In 1992, I decided to volunteer at a shelter for battered women in a small town in Washington state. I was there to fight a war, to hold high the ideals that had made me a feminist. I would help suffering women stand up for themselves, to see their womanhood as a strength and not a weakness. I would help them become self-reliant and self-aware, just as feminism was helping me become self-reliant and self-aware. I would help women escape damaging relationships. I would do good.

My volunteering began, like any job, with an application and an interview. The first hint of trouble came with this question:

“You have answered the crisis line. On the other end is a young woman who tells you that she has been raped while hitchhiking. She has no intention of getting a rape exam at the hospital and of filing charges with the police. She is asking you what she should do. What do you say to her?”

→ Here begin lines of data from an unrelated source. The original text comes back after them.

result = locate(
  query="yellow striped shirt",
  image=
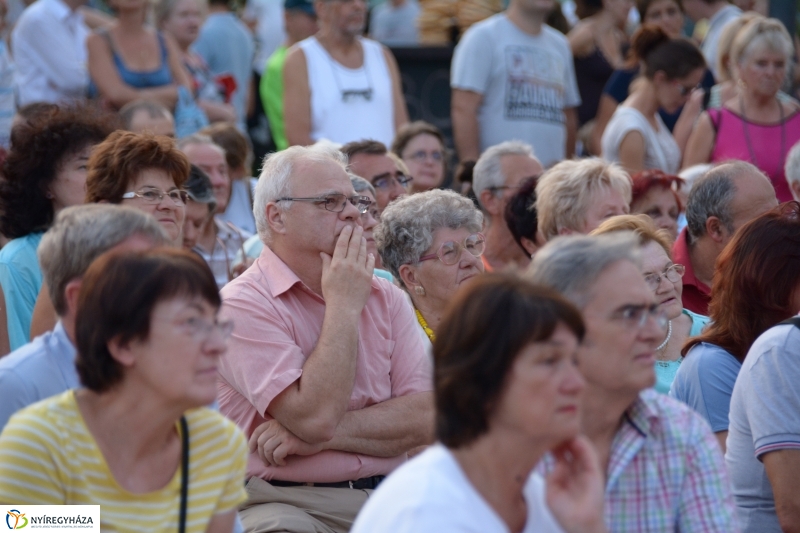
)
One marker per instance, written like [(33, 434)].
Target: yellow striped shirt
[(48, 456)]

I would tell her that it wasn't her fault, I responded, and that she had every right not to report it if she didn't want to. I said I would encourage her to seek counseling, and to call the line whenever she needed to talk. I also said that I would suggest taking some kind of self-defense training if she hitchhiked regularly, since that is a dangerous way for a woman to travel.

My interviewer's face soured. No, she told me, I shouldn't tell a woman to learn self-defense. She should be able to walk down the street naked and not fear sexual assault. If I told her to be ready to defend herself in a risky situation, that meant I was blaming her for failing to do just that.

I was accepted nonetheless and began taking training classes, which didn't involve much training in anything but the politics of the women in charge. I was being exposed, I soon realized, to a different sort of feminism than the kind I had embraced. Men were always presented as potential abusers; any goodness one might see in them was only temporary. (At the agency, they weren't allowed to do anything except babysit kids and mow the lawn.) We learned that name-calling and battery deserved equal attention, and that it didn't matter whether the woman was engaging in the same behavior. (At the time I knew a couple, now divorced, who argued ferociously — and sometimes, after drinking, physically attacked each other. When a fellow volunteer asked me if I thought the woman was battered, I had to laugh: I had witnessed her return the violence in spades. She was in a bad relationship, but she was no victim.) We learned never to relate personal experiences to “clients,” no matter how helpful it might have been to do so. No one's opinions or personal beliefs were ever considered valuable unless they had been filtered through the other women's ideological agendas.

When my training period ended, my evaluators found me fit to provide direct service to the clients. I decided to split my time between work at the shelter and work on the phones.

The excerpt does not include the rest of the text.